Cette proposition divise les députés. "On peut boire un verre de vin par jour lors d’un repas. Je ne trouve pas que c’est excessif. C’est purement le type de proposition que j’estime démagogique", dénonce Hubert Brigand, élu Les Républicains de Côte-d’Or, rapporte TF1 Info. De son côté, Mathilde Feld, députée La France insoumise de Gironde, y voit au contraire un sujet légitime : "Les séances de nuit sont souvent un peu moins cohérentes que les séances de jour. C’est peut-être dû à quelques dérives à la buvette. En tout cas, c’est une question qui mérite d’être posée." 

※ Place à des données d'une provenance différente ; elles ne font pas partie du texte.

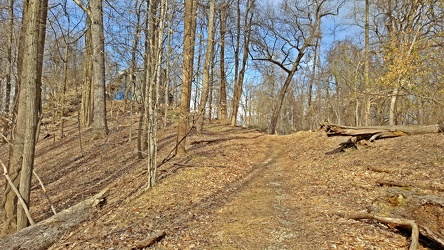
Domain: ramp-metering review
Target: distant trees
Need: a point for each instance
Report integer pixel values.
(279, 67)
(94, 12)
(187, 73)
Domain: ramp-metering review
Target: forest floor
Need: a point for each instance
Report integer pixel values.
(237, 188)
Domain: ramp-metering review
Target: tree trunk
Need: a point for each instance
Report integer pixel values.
(98, 41)
(23, 146)
(207, 69)
(87, 89)
(10, 70)
(223, 77)
(367, 63)
(187, 73)
(246, 42)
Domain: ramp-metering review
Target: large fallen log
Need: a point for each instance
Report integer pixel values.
(383, 131)
(373, 133)
(43, 234)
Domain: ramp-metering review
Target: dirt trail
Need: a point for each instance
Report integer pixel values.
(236, 189)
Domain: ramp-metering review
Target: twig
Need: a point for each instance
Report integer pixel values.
(44, 191)
(20, 198)
(396, 221)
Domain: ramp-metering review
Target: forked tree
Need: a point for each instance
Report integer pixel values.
(21, 163)
(95, 13)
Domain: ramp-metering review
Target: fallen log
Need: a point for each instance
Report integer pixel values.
(427, 211)
(383, 131)
(396, 221)
(370, 134)
(43, 234)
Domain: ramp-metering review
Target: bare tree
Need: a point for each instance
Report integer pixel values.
(239, 76)
(207, 68)
(187, 73)
(21, 162)
(284, 39)
(95, 13)
(223, 77)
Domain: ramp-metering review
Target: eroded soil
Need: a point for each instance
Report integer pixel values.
(236, 189)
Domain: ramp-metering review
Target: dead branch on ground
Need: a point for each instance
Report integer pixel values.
(398, 222)
(45, 233)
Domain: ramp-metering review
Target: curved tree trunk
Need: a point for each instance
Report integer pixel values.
(23, 146)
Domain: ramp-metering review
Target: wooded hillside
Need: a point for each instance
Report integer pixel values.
(276, 66)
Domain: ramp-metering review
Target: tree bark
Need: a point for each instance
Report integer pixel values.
(246, 43)
(207, 69)
(43, 234)
(187, 74)
(87, 86)
(98, 41)
(223, 77)
(23, 146)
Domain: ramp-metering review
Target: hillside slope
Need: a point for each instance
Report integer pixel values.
(236, 189)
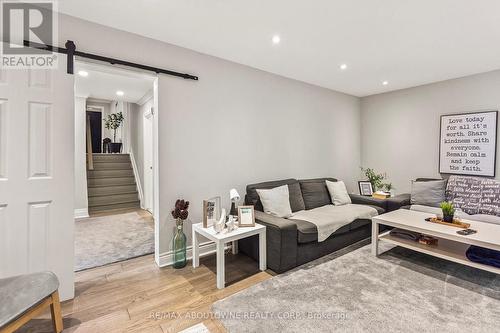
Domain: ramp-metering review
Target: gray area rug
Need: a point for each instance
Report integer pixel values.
(107, 239)
(400, 291)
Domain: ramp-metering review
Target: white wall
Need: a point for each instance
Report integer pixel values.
(81, 200)
(106, 110)
(400, 130)
(136, 114)
(235, 126)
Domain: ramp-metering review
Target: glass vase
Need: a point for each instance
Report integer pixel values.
(179, 245)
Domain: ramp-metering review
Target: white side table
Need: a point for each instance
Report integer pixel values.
(221, 239)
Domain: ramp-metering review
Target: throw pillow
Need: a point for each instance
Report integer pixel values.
(276, 201)
(338, 193)
(430, 193)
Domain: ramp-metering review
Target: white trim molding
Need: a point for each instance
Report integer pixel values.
(81, 213)
(207, 248)
(137, 178)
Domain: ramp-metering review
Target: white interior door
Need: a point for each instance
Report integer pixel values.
(37, 173)
(148, 160)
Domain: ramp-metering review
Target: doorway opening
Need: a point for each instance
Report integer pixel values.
(114, 163)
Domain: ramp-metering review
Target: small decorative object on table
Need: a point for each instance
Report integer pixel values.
(180, 213)
(456, 222)
(221, 223)
(231, 223)
(365, 188)
(246, 216)
(381, 195)
(448, 211)
(113, 122)
(377, 180)
(235, 197)
(211, 211)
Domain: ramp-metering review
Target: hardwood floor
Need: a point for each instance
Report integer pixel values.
(138, 296)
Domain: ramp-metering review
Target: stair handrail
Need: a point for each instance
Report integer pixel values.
(90, 156)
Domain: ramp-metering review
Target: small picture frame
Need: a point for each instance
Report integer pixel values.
(365, 188)
(211, 211)
(246, 216)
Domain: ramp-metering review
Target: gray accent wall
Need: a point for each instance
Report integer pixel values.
(400, 129)
(235, 126)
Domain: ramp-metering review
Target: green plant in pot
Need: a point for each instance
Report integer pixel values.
(448, 211)
(113, 122)
(377, 180)
(180, 214)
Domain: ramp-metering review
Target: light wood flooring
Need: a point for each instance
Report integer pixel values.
(126, 296)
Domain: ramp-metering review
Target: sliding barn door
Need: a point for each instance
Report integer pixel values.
(36, 173)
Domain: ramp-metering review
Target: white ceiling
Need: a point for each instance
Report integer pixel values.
(103, 82)
(406, 42)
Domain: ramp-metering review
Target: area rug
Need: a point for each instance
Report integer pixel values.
(400, 291)
(107, 239)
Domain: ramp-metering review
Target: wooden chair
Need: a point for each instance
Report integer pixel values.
(27, 296)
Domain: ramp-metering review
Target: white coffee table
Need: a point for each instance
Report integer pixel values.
(451, 246)
(221, 239)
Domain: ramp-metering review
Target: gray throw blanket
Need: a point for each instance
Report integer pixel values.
(330, 218)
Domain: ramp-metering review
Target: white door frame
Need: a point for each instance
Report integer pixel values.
(156, 172)
(156, 175)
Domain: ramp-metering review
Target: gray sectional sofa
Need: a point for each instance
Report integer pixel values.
(290, 242)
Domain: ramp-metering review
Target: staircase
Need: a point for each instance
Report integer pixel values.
(111, 183)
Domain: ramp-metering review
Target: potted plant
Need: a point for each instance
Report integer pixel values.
(377, 180)
(448, 211)
(113, 122)
(180, 214)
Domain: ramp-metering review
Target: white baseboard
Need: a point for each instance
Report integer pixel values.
(207, 248)
(81, 213)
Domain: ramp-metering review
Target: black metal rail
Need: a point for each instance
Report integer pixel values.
(71, 52)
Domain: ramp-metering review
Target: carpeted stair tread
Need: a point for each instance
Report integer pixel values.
(110, 181)
(111, 199)
(109, 190)
(110, 158)
(112, 166)
(112, 184)
(110, 173)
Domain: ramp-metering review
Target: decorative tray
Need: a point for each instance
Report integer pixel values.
(456, 222)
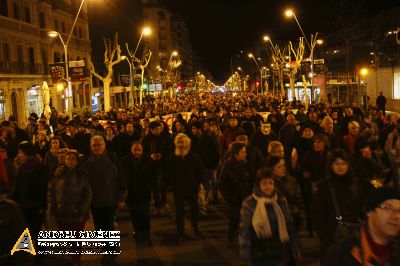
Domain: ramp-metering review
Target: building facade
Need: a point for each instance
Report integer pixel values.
(27, 51)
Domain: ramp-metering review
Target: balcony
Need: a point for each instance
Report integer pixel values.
(16, 68)
(17, 25)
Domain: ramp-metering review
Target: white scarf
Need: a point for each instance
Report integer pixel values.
(260, 219)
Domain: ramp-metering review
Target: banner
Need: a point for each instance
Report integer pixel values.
(57, 72)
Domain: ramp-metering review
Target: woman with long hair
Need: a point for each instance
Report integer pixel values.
(71, 196)
(267, 234)
(235, 184)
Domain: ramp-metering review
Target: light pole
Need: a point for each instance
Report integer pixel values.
(146, 31)
(290, 13)
(363, 73)
(259, 69)
(54, 34)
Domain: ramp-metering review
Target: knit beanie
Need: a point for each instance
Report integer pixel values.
(379, 195)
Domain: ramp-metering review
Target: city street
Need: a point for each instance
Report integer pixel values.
(211, 247)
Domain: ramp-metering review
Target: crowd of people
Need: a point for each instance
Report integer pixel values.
(313, 166)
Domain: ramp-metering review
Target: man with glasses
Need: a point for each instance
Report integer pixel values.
(377, 241)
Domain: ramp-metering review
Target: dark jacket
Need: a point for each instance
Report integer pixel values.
(124, 142)
(248, 239)
(31, 186)
(315, 163)
(208, 151)
(235, 185)
(184, 174)
(261, 142)
(351, 251)
(349, 196)
(81, 141)
(71, 195)
(12, 224)
(106, 179)
(137, 174)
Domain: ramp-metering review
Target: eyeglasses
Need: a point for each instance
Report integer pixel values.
(389, 209)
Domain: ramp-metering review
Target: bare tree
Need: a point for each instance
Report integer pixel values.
(112, 56)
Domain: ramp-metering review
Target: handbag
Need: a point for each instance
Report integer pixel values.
(343, 229)
(263, 248)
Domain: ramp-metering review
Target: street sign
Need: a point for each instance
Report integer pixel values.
(125, 80)
(79, 63)
(57, 71)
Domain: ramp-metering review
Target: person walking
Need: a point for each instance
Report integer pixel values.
(235, 185)
(137, 171)
(267, 235)
(108, 188)
(71, 196)
(184, 172)
(375, 242)
(381, 103)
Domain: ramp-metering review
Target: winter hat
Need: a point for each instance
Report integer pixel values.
(154, 124)
(379, 195)
(27, 148)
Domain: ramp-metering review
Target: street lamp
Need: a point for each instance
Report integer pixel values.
(55, 34)
(363, 73)
(146, 31)
(250, 55)
(290, 13)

Cette interdiction ne paraît pas prioritaire aux yeux de l’insoumis Hadrien Clouet. "Personnellement, je suis d’autant plus tranquille que je ne consomme pas une goutte d’alcool. Je suis au boulot, moi. Si je bois de l’alcool, c’est avec mes potes. Je pense que le sujet, c’est la prévention", indique-t-il chez RTL.

Destinée à couvrir les dépenses strictement liées à l'exercice de leurs fonctions, cette enveloppe a pour but de garantir que l'argent public ne soit pas détourné pour des dépenses personnelles. L'interdiction proposée vise ainsi à renforcer la transparence et la confiance entre les citoyens et leurs représentants. Reste à savoir si la majorité et le bureau de l’Assemblée décideront de donner suite à cette proposition.